依田さんがまだ幼稚園にも通っていない3歳の頃、母親は持病の椎間板ヘルニアが悪化して手術をしていた。
すでにその頃から「お母さんは腰が痛いんだ。だから抱っこしてとか、おんぶしてとか言っちゃいけないんだ」と、甘えたい気持ちを我慢することを覚えた。
依田さんが中学1年の時、母親は難病指定されている骨化症を発症。脊椎を構成している組織の一部が自然と石灰化するという病気だ。
一人っ子の依田さんは「私がしっかりしなくちゃいけない」と、母親が体調を崩すたびに、看病に明け暮れた。
依田さんが中学3年になって間もない頃、母親は、今度は乳がんを患った。
父親はタクシー会社で事務方のサラリーマンだった。
会社が年中無休体制のため、いつも仕事中心で、家族との時間は少なかった。
しかも、幼い娘との接し方がわからなったのか、会話の少ない父と娘だったから、依田さんが多感な年頃でも、家の中は寂しい状態だった。

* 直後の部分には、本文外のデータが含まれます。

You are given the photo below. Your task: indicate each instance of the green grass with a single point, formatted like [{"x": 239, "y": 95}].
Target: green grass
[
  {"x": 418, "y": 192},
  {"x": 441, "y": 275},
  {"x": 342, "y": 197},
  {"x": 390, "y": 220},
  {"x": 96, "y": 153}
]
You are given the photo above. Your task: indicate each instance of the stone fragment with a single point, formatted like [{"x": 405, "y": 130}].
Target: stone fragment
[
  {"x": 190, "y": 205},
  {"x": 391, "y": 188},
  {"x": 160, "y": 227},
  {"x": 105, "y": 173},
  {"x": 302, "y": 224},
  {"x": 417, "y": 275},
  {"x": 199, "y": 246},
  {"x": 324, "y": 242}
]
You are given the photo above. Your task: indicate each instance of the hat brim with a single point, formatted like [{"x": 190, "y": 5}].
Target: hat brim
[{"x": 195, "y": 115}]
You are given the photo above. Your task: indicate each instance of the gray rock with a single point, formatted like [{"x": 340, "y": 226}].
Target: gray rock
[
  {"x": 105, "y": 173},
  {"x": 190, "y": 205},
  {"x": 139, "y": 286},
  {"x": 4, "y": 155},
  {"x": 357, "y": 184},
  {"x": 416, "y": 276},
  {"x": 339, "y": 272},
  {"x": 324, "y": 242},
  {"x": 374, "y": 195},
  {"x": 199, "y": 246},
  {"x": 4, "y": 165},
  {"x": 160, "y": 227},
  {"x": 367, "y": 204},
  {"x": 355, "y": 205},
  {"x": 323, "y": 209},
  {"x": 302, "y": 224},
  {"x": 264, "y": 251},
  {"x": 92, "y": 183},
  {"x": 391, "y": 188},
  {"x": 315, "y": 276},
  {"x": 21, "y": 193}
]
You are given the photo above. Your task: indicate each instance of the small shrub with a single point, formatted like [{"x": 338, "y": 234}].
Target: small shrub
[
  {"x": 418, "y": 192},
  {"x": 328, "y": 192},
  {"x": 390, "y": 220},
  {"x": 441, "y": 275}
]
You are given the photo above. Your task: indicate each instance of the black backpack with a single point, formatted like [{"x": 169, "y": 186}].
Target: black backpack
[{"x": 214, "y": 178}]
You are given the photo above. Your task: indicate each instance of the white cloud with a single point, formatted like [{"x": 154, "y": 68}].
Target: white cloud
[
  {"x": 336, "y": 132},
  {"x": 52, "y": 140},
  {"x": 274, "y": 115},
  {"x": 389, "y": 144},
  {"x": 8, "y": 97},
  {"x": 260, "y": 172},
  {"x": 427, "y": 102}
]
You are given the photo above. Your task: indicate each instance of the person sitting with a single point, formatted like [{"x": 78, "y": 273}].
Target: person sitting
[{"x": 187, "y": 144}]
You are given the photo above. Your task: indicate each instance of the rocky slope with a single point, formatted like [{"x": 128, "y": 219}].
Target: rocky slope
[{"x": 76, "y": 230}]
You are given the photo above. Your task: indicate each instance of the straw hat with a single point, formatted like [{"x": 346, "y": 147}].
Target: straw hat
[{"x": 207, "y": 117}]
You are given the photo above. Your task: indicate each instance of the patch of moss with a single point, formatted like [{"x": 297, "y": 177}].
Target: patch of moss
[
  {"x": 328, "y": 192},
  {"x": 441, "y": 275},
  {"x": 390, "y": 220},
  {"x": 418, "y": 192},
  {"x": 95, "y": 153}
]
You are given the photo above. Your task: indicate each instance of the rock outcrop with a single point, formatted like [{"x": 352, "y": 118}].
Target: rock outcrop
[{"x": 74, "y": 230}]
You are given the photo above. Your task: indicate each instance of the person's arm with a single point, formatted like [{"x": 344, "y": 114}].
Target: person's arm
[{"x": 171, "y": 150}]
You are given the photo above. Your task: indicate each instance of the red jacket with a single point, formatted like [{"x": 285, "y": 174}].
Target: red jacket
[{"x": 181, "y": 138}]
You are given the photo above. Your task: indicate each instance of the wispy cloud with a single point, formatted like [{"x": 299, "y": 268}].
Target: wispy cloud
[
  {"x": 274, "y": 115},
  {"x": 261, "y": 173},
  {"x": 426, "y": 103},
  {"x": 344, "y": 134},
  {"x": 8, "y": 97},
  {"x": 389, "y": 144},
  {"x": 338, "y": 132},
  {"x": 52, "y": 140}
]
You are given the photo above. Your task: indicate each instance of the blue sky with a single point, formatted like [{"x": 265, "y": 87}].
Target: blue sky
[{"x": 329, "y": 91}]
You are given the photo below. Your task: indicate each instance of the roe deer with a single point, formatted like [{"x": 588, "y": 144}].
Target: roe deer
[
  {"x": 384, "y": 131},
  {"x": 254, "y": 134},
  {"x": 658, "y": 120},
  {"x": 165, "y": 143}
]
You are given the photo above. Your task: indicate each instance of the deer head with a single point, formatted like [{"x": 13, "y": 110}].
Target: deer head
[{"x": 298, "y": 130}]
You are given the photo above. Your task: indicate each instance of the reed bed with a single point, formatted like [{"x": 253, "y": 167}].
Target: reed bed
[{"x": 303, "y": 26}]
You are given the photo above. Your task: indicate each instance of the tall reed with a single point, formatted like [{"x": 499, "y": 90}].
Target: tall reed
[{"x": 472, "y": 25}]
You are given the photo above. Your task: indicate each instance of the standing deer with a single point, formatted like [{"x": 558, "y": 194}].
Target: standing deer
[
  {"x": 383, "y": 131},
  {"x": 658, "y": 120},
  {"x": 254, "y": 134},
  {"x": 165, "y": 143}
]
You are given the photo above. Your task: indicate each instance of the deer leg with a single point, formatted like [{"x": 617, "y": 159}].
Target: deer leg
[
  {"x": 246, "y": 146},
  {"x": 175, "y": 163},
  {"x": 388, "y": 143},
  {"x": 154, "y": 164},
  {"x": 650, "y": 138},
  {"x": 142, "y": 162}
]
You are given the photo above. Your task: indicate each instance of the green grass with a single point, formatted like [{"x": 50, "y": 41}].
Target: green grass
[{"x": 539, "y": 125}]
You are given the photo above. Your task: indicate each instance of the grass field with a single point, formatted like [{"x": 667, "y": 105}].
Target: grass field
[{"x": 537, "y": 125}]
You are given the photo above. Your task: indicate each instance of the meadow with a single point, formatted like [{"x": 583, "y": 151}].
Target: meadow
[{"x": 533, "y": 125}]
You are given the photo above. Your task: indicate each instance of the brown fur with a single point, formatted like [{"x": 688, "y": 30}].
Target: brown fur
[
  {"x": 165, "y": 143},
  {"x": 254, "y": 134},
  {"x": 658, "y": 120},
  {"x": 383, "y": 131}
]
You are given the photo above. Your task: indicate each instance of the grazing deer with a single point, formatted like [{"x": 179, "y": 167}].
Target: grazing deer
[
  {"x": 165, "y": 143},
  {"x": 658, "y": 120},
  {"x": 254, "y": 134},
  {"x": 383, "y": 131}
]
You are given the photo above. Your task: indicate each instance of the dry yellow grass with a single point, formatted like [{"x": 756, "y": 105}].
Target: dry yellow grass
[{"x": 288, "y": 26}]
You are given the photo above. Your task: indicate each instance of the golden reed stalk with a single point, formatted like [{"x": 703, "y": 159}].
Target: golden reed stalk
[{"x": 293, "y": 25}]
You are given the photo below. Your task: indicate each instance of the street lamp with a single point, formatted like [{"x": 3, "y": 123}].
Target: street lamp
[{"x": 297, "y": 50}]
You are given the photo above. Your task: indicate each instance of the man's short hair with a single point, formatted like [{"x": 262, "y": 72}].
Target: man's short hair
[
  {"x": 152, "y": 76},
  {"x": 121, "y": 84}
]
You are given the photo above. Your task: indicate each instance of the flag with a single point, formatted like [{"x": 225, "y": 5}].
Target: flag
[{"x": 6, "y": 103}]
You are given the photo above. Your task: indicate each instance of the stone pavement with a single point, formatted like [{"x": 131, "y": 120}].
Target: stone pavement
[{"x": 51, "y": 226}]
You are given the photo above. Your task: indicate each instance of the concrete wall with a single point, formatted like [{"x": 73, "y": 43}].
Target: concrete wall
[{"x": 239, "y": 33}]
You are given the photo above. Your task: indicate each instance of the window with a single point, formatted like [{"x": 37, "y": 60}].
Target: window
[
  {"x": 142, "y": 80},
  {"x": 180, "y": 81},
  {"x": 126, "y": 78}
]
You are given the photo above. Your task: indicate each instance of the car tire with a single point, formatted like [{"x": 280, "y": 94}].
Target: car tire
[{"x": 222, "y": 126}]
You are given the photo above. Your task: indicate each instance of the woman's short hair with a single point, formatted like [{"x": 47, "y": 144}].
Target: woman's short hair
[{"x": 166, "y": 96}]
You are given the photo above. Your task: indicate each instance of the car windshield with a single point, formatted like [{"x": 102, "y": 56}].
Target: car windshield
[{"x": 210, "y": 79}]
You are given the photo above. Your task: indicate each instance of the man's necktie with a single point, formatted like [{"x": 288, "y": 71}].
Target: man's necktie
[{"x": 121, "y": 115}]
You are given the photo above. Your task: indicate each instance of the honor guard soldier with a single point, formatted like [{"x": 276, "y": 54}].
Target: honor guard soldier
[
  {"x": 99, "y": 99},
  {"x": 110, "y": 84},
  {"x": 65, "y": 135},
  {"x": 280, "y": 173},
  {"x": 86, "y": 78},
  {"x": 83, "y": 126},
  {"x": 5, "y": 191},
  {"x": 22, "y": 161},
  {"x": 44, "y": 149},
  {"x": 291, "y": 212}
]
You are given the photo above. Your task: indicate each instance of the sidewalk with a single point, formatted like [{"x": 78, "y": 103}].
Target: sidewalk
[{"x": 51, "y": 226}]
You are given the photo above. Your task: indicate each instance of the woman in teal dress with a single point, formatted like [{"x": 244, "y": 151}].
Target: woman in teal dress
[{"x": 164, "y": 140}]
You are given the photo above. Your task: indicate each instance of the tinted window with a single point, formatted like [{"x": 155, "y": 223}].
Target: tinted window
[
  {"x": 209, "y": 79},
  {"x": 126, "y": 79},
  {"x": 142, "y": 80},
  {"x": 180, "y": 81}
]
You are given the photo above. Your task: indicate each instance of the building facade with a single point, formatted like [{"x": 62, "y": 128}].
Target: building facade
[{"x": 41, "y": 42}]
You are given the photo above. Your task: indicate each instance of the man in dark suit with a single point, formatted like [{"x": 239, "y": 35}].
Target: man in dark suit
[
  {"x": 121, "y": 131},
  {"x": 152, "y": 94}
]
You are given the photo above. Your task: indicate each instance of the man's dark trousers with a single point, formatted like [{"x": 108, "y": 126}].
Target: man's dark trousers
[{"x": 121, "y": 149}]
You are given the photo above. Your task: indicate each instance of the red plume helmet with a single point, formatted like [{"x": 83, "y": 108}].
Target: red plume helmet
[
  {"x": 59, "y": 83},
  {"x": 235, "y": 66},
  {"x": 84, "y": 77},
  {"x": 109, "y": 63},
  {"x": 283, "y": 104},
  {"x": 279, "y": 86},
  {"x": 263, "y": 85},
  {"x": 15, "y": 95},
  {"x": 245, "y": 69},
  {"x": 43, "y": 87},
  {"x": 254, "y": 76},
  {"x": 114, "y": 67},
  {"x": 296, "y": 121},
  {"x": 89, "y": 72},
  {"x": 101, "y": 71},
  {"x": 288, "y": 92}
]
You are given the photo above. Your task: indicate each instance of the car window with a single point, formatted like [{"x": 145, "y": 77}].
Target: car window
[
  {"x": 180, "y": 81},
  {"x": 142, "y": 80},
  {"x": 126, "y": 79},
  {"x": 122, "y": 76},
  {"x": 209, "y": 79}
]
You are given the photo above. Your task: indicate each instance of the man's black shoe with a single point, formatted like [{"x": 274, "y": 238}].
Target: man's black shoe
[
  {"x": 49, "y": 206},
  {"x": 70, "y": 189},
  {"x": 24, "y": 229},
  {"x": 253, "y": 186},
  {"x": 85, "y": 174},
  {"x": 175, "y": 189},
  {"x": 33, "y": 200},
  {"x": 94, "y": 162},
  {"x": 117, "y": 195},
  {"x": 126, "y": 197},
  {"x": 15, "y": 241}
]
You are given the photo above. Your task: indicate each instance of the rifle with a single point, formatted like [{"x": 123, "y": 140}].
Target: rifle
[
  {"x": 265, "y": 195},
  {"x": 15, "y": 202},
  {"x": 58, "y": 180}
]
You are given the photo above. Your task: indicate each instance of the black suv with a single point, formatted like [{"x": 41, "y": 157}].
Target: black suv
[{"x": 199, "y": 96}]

依田さんが25歳の時、骨化症が悪化した母親は手術を受けるも、自力で立ち上がれなくなってしまい、50代半ばで車椅子生活になる。
この頃、依田さんは、大手の建設会社で派遣社員(後に契約社員になる)として働いていた。
自分とは対照的によく泣く母を依田さんは羨ましく思っていた。
母親でありながら精神的には弱い母と、娘でありながら精神的に強い自分。不思議な母娘だった。
依田さんが31歳の時、母親は胆管がんを発症。すでにかなり進行していた。
普段から会話の少ない父が、週末、出掛けようとしていた依田さんを玄関先で「ちょっと」と引き留める。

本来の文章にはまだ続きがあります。